Sorry about the poor posing job here, this is the first time I've taken stacked photos of a GSD so I don't know if I did it right... I think I might have pulled the one leg too far forward? 
She has a lot of 'fringe' (longish fur) on her chest/stomach so her chest seems to be deeper than it actually is and her upper arm looks shorter... I'm not sure how to fix that except by trimming her fur? 
Also she kept wanting to roll in the grass since it was recently cut.

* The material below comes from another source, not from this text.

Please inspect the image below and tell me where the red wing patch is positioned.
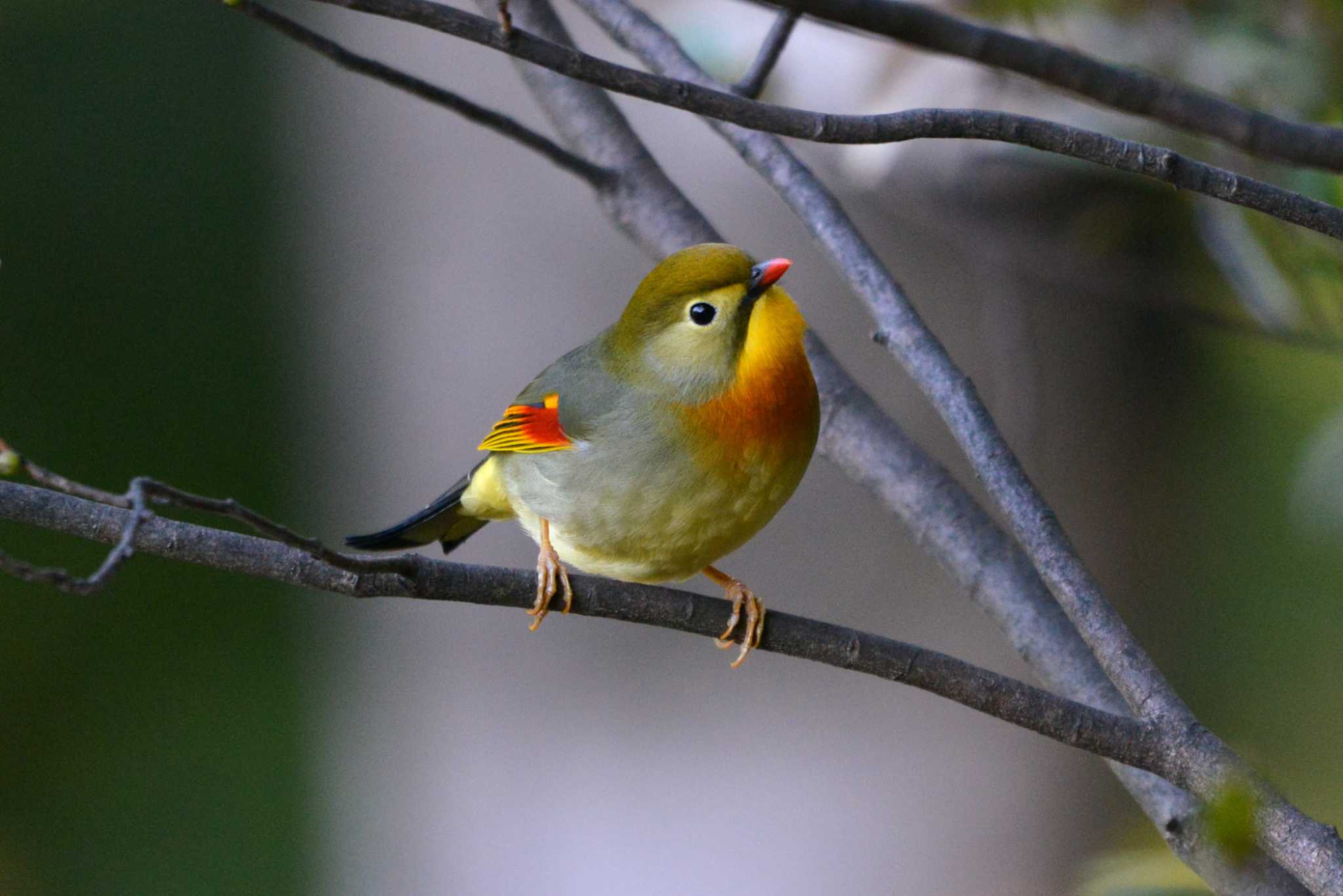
[477,392,573,454]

This is what I kept getting when trying to photograph her:












Critique photos:



















































This is an old stacked photo of Bianca which her owner gave me from when Bianca was younger:












This is her kinda sorta stacking herself, but the angle is weird:


----------



## Fodder (Oct 21, 2007)

yay - a keefer sister









she's beautiful... indeed black and red... nice ears, feet, head, color. i like her overall topline although her tail set seems low and a bit high in the withers. her chest doesnt appear to be too deep, nor does her upper arm look short (in the first two photos anyway)

the first stacked photo is the best









i'm glad you posted so many photos - its a good example of how an off positioned or poor stack can not do justice to the dog. i'm far from a professional... but i just realized that looking at each photo individually - my critique could very well change.


----------



## WinitheGSD (Sep 21, 2008)

Yeah, she is black and red. She lookes really nice. Do you plan to show her?? Here is a website showing how to stack a german shepherd: http://www.patchworkshepherds.org/id118.html

Its really a good website.


----------



## clfike (Mar 20, 2009)

I have to say, the first one is my favorite.

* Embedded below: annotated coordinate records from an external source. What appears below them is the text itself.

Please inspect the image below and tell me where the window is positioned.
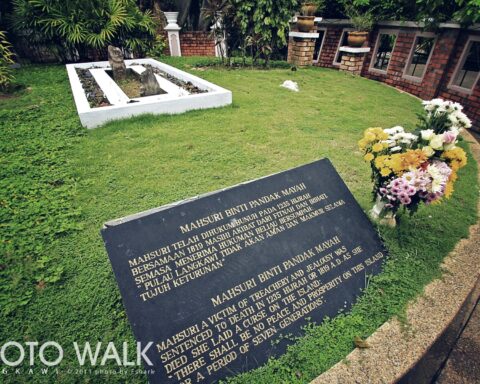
[333,28,353,65]
[313,29,326,63]
[450,37,480,91]
[370,31,397,72]
[405,36,435,80]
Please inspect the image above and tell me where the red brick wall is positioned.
[180,31,215,56]
[310,25,480,132]
[317,26,343,68]
[438,33,480,132]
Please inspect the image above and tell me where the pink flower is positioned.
[400,196,412,205]
[443,131,457,144]
[392,179,402,188]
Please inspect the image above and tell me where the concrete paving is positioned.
[435,303,480,384]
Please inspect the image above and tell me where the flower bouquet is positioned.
[358,99,471,226]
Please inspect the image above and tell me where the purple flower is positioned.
[400,196,412,205]
[407,185,417,196]
[443,131,457,144]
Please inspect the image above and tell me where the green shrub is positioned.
[147,35,167,59]
[0,31,13,91]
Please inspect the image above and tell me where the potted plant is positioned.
[161,0,178,25]
[297,0,324,32]
[348,12,374,47]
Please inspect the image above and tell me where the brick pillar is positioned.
[340,47,370,75]
[287,31,319,67]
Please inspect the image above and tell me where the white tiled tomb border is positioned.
[66,59,232,128]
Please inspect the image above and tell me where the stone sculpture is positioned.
[140,67,162,97]
[108,45,127,81]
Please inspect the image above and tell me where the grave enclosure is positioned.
[67,59,232,128]
[102,160,386,383]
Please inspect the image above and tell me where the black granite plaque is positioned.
[102,160,385,384]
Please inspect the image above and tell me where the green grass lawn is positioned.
[0,58,478,384]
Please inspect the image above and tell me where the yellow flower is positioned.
[363,153,375,162]
[375,155,388,169]
[386,153,405,173]
[380,167,392,177]
[442,147,467,171]
[368,127,384,136]
[358,139,368,150]
[372,143,383,152]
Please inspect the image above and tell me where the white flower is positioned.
[427,164,445,193]
[443,143,455,151]
[430,135,443,150]
[422,145,435,157]
[420,129,435,141]
[451,103,463,111]
[448,113,459,126]
[456,112,472,128]
[383,125,405,136]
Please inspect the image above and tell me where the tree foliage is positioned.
[0,31,13,91]
[342,0,480,25]
[231,0,298,65]
[10,0,155,60]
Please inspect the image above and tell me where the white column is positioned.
[210,20,227,57]
[165,12,182,56]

Not much of an answer to your question, but it sure is cute. She's beautiful by the way.


----------



## Chicagocanine (Aug 7, 2008)

> Originally Posted By: WiniIsmylifeYeah, she is black and red. She lookes really nice. Do you plan to show her?? Here is a website showing how to stack a german shepherd: http://www.patchworkshepherds.org/id118.html
> 
> Its really a good website.


Thanks for the website! 
She's spayed so no conformation showing for us...in fact if she wasn't spayed I would never have been able to get her, she was supposed to be a breeding dam but due to pyometra had to be spayed. If not for that she would not have been available for me to adopt her...


----------



## ariannasmom (Sep 29, 2008)

Im no expert but she is very beautiful!


----------



## WiscTiger (Sep 25, 2002)

How to stack your dog, a post by Andrew.
http://www.germanshepherds.com/forum/ubbthreads.php?ubb=showflat&Number=791103&page=1#Post791103
This is the how to stack that I like.

Hum, picture number 1 certainly shows character.

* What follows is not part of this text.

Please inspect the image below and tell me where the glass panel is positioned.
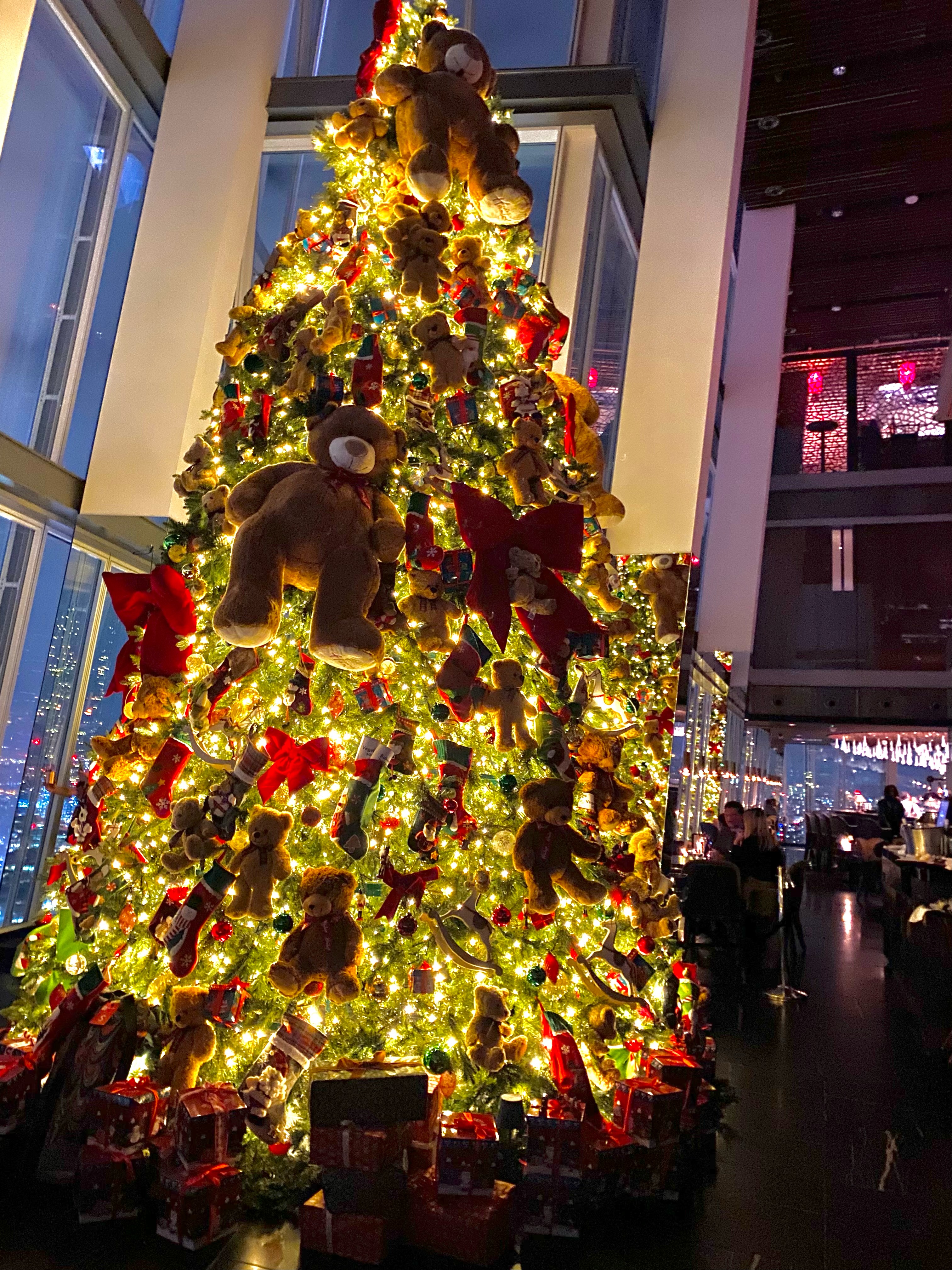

Over all nice bitch, decent feet, good top line, good eye color, not over done angles. She seems to be a bit eastie-westie (front feet turn out)


----------



## GSDinOly (Apr 19, 2009)

I think just for critique purposes on a stack, the 4th is the best, tongue out, very nice stack, but you know..that's just what I like the best. I am not an expert in any way on conformation though and can only say WOW, beautiful girl!!


----------



## Xeph (Jun 19, 2005)

Am I the only one that hates the tongue out in pictures? I think it completely ruins the outline.

It's probably best that she wasn't used for breeding, not that she isn't beautiful, but because there are some better bitches in terms of structure.

She has a lovely topline. Her tailset is low (and it should be), but the issue is that her croup is REALLY steep and short.

Color could be better through the saddle (overall breed issue), ears are a bit tall, but that's preference. The set is nice.

She has lovely feet, a little hocky. Nice bone. Steep and short upper arm, straight through the shoulder.

Nice angulation in the rear, good angulation in the pasterns. Not too straight, well angulated without being soft.

I'd like to see a more feminine head and a bit more fill through the cheeks.

Nice dark eye









Pretty girl.


----------



## istie (Jul 18, 2007)

> Originally Posted By: Chicagocanine
> Critique photos:


I like this picture the best although he head is turned to the photographer.
She has a lovely top and underline.
I quite like her


----------



## selzer (May 7, 2005)

I think she is a nice German showline bitch. I love the first photo. I would not trim her at all. 

I think she is breeding quality save for the spay. If she was not spayed, I think you would want to match her up to a dog that has a good croup/tail set. She definitely has plenty to start with. No dog or bitch is perfect. 

I also like a head that is a little more femine in bitches. 

I like her, she looks like she has lots of personality. Congratulations on acquiring her.


----------